A look at his remarks to reporters before meeting Egyptian President Abdel-Fatah el-Sissi:
TRUMP on family separations:
"President Obama had the law. We changed the law, and I think the press should accurately report it but of course they won't."
THE FACTS:
This is false. Trump did not achieve any change in the law.
Operating under the same immigration laws as Barack Obama, Trump instituted a zero-tolerance policy aimed at detaining everyone who was caught crossing the border illegally and criminally prosecuting all the adults.
U.S. & World
The policy meant adults were taken to court for criminal proceedings and their children were separated and sent into the care of the Health and Human Services Department. In the face of a public uproar, Trump suspended most separations in June. About 2,400 children were taken from parents at the height of the separations. During the Obama administration and before Trump's zero-tolerance policy was introduced, migrant families caught illegally entering the U.S. were usually referred for civil deportation proceedings, not requiring separation, unless they were known to have a criminal record.

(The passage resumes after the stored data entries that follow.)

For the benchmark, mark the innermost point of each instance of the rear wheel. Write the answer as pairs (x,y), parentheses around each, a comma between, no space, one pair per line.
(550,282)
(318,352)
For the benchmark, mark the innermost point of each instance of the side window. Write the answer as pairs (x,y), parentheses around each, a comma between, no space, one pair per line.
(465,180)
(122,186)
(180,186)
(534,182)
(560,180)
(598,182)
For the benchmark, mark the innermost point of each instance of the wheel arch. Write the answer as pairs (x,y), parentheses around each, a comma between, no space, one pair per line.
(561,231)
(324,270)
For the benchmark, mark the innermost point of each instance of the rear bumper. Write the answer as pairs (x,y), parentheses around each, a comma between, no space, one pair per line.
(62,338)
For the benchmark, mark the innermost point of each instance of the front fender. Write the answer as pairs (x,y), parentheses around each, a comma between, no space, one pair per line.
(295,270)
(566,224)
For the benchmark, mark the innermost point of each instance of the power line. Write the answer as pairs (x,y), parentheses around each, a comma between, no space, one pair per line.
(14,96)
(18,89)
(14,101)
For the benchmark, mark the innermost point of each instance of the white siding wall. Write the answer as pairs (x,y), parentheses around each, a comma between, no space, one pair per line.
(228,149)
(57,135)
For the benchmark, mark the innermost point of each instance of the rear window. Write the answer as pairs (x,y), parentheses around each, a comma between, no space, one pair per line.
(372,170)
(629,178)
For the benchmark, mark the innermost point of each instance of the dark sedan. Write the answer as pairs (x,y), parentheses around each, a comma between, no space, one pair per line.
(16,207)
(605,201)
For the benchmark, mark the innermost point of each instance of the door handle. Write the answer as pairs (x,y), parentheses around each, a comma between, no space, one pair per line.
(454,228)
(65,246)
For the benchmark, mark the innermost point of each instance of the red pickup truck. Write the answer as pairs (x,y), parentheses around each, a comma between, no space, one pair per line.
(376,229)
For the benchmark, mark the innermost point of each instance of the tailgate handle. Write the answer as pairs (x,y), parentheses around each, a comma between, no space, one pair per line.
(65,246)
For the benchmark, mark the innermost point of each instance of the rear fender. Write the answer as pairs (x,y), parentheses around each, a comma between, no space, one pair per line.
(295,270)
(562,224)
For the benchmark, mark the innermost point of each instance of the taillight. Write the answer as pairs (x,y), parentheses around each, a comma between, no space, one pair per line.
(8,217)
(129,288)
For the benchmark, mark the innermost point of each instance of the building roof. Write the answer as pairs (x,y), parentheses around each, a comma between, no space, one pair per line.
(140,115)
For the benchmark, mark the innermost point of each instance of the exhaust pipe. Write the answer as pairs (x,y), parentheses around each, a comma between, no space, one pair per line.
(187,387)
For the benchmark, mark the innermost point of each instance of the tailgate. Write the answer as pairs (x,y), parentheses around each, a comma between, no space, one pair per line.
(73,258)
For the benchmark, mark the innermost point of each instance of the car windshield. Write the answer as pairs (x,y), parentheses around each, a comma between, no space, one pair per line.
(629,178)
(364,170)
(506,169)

Trump repeatedly but without specifics rails against a "Democrat" law that he wrongly claims to have changed. He appears to be referring to one that passed unanimously in Congress and was signed by Republican President George W. Bush. It was focused on freeing and otherwise helping children who come to the border without a parent or guardian and does not call for family separation.
TRUMP:
"Just so you understand, President Obama separated the children."
THE FACTS:
Not in widespread fashion. Then and now, immigration officials may take a child from a parent in certain cases, such as serious criminal charges against a parent, concerns over the health and welfare of a child or medical concerns. The Obama administration also contended with a surge of minors who came to the border without parents and were held in short-term Border Patrol detention.
It did not seek to criminally prosecute all who crossed the border illegally, without regard to whether those who were caught had committed crimes other than illegal entry.
Family separations were the exception before Trump made them the rule.
TRUMP on family separations:
"Once you don't have it, that's why you see many more people coming. They're coming like it's a picnic, because 'let's go to Disneyland.'"
THE FACTS:
It's not been proved that people are discouraged from coming to the U.S. when they know their children will be taken from them if they are caught.
Apprehensions did fall last summer, after the June suspension of separations, but they decline most summers because of the extreme heat in much of Mexico and the border region.
U.S. Customs and Border Protection officials announced on Tuesday that they apprehended about 53,000 parents and children at the southern border in March. The officials declined to answer a question about whether they believed family separation was an effective deterrent.